I use Fdisk-l to view the current/DEV/HDB disk has 5 available partitions, so the author intends to mount the/DEV/HDB1 in the/home directory
See, the current author's/home directory is already a separate partition.
1) Set up test users
First, a test user is created, and a test group is created at the same time. You can have a line in/etc/passwd with the beginning of test, where the UID and GID are 500, and then set up a Test1 account, to add it to the test group, see/etc/passwd File Discovery Test and test1 the user's GID is 500. (Perhaps you are not familiar with/etc/passwd files, adding a user and the UID and GID concepts, no relationship, in a later chapter will be introduced, here just need you to understand)
2) Open the quota function of the disk
The default Linux does not have quota support for any partition, so we need to open the quota function of the disk manually, do you remember the quota option (Usrquota, Grpquota) When you analyzed the fourth column of the/etc/fstab file in the previous content? Yes, the quota support for opening this disk needs to be modified in this fourth column. Add a line with Vim editor/etc/fstab, such as:
The VIM command will be described in more detail in the following sections, which show you how to enter edit mode and how to save the file. If your Linux system already has the/home line, modify the fourth column directly, plus usrquota,grpguota (no spaces in the middle). Next, you need to mount home/home again.
In addition, you can also re-mount home/home
How do I see if I have quota enabled?
Just check to see if the row in the/etc/mtab file is Usrguota,grpquota. The author's/dev/hdb1 has now supported the quota
3) Scan the user status of the disk and produce important aquota.group and Aquota.user
This step requires Quotacheck, Aquota.group and Aqouta.user are the configuration files that are required for the group and the user's disk quota.
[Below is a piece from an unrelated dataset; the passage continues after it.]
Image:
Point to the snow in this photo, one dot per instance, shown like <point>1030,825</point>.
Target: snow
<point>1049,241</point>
If you do not have these two files, the disk quotas do not take effect.
When you first use the Quotacheck command, you are prompted to "cannot stat old user quota file ..." In fact, this is a hint that you do not have Aquota.user and aquota.group two files in the/home directory. No, because the disk quotas have not been configured before, and of course there are no two files. When the Quotacheck command is executed, the two files are generated in the/home directory.
4) Start Quota quota
5) Edit User disk quotas
First set the test account quota, and then directly copy the test quota to test1. We need to use the Edquota here.
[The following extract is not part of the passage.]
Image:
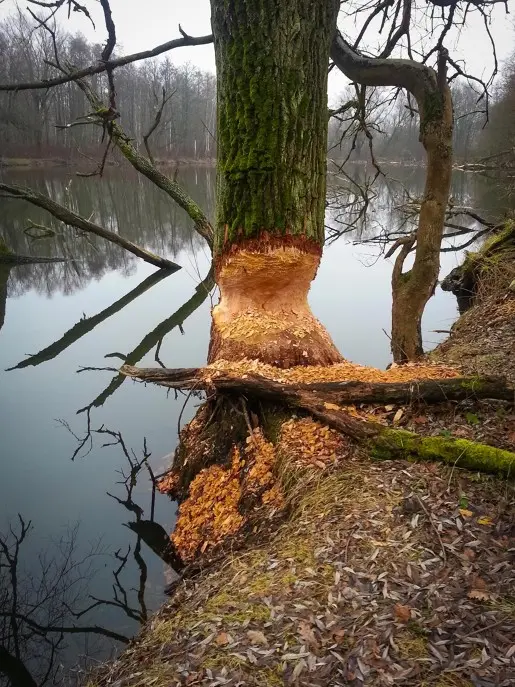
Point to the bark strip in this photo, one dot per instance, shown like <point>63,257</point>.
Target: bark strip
<point>339,393</point>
The contents of the above revision changed to
Where the unit is KB, so the soft value is about 20mb,hard value of 30Mb, save this file, save it in the same way as vim a file.
Copy the quota for test to test1. The following continues to set the grace time.
The default is 7days here we change to 1days. Here's a look at the quotas for test and test1 users.
6) Edit Group disk quotas
Set the soft quota value for group test to 50M for the 40m,hard value. Below you see the quotas for group test.
7) Set Boot start
The command to start the disk quota is Quotaon-aug, so you just need to add this command to the/etc/rc.d/rc.local file to start the boot.